Abstract:Large language models (LLMs) find increasing applications in many fields. Here, three LLM chatbots (ChatGPT-3.5, ChatGPT-4 and Bard) are assessed - in their current form, as publicly available - for their ability to recognize Alzheimer's Dementia (AD) and Cognitively Normal (CN) individuals using textual input derived from spontaneous speech recordings. Zero-shot learning approach is used at two levels of independent queries, with the second query (chain-of-thought prompting) eliciting more detailed than the first. Each LLM chatbot's performance is evaluated on the prediction generated in terms of accuracy, sensitivity, specificity, precision and F1 score.
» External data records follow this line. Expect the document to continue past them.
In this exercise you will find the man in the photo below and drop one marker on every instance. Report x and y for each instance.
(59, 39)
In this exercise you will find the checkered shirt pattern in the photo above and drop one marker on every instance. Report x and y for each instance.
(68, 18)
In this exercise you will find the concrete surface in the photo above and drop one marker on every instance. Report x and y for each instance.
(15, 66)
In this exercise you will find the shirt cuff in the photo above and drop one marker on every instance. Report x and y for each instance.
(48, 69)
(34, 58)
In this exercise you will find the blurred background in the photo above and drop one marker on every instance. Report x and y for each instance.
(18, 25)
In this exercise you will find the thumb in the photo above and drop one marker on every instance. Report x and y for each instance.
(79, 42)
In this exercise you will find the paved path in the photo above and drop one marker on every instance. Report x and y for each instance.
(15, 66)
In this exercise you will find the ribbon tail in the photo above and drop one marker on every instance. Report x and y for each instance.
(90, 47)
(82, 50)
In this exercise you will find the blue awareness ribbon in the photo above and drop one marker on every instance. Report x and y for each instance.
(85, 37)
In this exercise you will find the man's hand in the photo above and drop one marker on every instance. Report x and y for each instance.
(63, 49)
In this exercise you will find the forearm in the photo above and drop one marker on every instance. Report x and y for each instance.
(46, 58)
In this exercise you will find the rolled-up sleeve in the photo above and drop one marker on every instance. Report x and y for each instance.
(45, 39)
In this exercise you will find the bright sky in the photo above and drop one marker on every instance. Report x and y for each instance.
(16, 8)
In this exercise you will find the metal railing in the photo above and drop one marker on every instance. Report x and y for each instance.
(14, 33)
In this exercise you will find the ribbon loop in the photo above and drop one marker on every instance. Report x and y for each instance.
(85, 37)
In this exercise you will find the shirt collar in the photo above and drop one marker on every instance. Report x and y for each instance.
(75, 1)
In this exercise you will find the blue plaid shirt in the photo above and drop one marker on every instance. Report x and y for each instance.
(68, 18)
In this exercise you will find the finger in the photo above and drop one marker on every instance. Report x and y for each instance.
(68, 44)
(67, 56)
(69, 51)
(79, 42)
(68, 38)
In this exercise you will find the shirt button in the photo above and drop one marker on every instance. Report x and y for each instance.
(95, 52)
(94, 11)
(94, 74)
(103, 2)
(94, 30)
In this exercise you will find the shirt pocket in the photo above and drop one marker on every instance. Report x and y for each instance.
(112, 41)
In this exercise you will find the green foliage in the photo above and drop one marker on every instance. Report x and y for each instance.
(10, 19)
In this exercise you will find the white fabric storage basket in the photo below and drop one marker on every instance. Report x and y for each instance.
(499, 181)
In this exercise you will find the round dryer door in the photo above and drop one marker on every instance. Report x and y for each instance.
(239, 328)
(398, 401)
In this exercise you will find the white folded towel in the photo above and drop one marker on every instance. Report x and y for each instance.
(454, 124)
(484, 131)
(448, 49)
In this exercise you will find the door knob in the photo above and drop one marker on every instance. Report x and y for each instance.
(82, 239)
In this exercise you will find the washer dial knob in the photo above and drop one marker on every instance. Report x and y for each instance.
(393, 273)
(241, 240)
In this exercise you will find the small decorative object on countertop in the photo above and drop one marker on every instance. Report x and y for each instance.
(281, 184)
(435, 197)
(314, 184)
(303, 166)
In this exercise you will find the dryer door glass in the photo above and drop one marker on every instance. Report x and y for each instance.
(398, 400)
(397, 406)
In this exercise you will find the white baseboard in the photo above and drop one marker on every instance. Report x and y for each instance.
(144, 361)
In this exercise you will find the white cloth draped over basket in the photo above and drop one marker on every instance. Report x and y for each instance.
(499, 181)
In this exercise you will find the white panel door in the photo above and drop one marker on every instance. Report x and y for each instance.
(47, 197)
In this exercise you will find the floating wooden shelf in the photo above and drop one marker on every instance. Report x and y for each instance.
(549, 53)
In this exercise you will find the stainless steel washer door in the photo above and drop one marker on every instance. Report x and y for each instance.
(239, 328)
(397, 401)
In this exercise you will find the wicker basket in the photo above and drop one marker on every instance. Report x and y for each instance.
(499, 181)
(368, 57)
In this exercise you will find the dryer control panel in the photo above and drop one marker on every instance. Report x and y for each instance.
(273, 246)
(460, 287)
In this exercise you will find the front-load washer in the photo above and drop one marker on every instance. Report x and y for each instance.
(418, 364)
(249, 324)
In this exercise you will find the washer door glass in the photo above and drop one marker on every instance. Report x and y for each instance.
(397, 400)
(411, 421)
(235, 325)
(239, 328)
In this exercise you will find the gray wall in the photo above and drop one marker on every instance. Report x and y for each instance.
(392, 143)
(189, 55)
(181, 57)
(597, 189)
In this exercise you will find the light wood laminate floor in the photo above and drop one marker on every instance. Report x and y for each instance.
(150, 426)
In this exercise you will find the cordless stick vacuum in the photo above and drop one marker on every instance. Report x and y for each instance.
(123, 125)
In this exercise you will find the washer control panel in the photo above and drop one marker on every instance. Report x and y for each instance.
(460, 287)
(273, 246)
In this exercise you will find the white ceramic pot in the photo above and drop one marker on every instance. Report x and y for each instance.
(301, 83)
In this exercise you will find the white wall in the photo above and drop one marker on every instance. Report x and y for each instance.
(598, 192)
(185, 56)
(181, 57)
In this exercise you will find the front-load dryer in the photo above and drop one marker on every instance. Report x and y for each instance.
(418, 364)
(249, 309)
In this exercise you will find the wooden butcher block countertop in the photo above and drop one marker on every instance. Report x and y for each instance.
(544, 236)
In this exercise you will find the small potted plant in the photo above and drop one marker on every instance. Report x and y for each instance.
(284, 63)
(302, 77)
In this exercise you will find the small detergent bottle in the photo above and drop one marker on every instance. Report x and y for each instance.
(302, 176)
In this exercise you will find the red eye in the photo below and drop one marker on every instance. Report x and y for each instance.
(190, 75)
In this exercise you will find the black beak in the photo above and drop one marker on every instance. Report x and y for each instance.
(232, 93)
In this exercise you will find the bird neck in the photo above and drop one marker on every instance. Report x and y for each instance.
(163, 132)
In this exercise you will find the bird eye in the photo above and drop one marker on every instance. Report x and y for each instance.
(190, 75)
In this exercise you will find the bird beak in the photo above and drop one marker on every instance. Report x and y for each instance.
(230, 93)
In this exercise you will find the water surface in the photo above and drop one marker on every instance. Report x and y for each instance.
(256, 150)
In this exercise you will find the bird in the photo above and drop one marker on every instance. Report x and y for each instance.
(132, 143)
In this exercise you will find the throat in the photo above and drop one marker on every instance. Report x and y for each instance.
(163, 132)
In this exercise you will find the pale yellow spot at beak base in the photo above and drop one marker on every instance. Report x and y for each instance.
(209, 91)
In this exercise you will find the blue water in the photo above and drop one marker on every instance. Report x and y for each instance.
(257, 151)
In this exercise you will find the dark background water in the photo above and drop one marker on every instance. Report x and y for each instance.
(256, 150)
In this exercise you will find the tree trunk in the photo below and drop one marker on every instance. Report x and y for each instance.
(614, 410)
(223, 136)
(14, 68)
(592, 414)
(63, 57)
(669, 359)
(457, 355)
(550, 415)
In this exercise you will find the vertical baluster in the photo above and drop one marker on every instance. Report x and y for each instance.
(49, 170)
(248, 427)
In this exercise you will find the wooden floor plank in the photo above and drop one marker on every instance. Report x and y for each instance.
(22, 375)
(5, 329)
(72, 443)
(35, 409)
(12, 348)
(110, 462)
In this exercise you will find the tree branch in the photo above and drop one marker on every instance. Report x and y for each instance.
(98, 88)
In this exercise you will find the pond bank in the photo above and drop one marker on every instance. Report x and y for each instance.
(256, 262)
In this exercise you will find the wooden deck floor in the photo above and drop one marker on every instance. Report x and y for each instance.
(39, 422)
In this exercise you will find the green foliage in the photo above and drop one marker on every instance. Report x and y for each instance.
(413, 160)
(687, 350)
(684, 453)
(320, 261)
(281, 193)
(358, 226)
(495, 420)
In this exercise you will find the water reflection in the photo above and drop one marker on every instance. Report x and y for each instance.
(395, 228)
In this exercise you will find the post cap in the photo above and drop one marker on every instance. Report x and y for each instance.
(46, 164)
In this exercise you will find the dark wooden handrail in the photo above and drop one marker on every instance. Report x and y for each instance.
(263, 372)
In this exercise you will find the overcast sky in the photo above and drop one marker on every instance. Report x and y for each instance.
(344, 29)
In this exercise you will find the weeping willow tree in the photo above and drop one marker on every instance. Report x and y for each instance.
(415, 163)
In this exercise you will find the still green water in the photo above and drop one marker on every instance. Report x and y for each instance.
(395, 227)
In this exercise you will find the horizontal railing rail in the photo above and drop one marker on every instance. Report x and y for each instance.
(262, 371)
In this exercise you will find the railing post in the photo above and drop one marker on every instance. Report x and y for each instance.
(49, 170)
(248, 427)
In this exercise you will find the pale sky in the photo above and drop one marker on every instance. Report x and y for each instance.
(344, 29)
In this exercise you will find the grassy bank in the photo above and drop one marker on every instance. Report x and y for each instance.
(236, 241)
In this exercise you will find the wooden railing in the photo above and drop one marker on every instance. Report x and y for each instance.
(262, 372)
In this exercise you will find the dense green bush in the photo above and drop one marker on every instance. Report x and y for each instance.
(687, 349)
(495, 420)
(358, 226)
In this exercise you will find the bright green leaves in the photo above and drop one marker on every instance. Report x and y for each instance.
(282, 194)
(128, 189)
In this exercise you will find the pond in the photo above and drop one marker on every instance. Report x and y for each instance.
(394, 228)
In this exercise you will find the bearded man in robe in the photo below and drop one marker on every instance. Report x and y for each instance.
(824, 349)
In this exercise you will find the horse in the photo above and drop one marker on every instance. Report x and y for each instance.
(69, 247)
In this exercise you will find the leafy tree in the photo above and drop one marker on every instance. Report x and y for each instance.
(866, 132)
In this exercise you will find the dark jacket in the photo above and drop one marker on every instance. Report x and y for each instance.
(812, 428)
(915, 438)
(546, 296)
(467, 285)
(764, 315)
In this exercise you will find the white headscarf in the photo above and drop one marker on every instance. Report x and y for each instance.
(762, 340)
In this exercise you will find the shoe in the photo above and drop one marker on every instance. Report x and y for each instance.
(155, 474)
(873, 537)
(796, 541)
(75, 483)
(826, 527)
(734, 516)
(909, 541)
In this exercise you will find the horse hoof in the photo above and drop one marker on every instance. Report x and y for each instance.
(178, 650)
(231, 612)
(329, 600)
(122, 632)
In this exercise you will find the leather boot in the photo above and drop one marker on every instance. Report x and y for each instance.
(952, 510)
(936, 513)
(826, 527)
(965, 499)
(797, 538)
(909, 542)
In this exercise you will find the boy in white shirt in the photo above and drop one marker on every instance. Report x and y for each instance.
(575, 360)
LLM chatbots generated three-class outcome ("AD", "CN", or "Unsure"). When positively identifying AD, Bard produced highest true-positives (89% recall) and highest F1 score (71%), but tended to misidentify CN as AD, with high confidence (low "Unsure" rates); for positively identifying CN, GPT-4 resulted in the highest true-negatives at 56% and highest F1 score (62%), adopting a diplomatic stance (moderate "Unsure" rates). Overall, three LLM chatbots identify AD vs CN surpassing chance-levels but do not currently satisfy clinical application.

What problem does this paper attempt to address?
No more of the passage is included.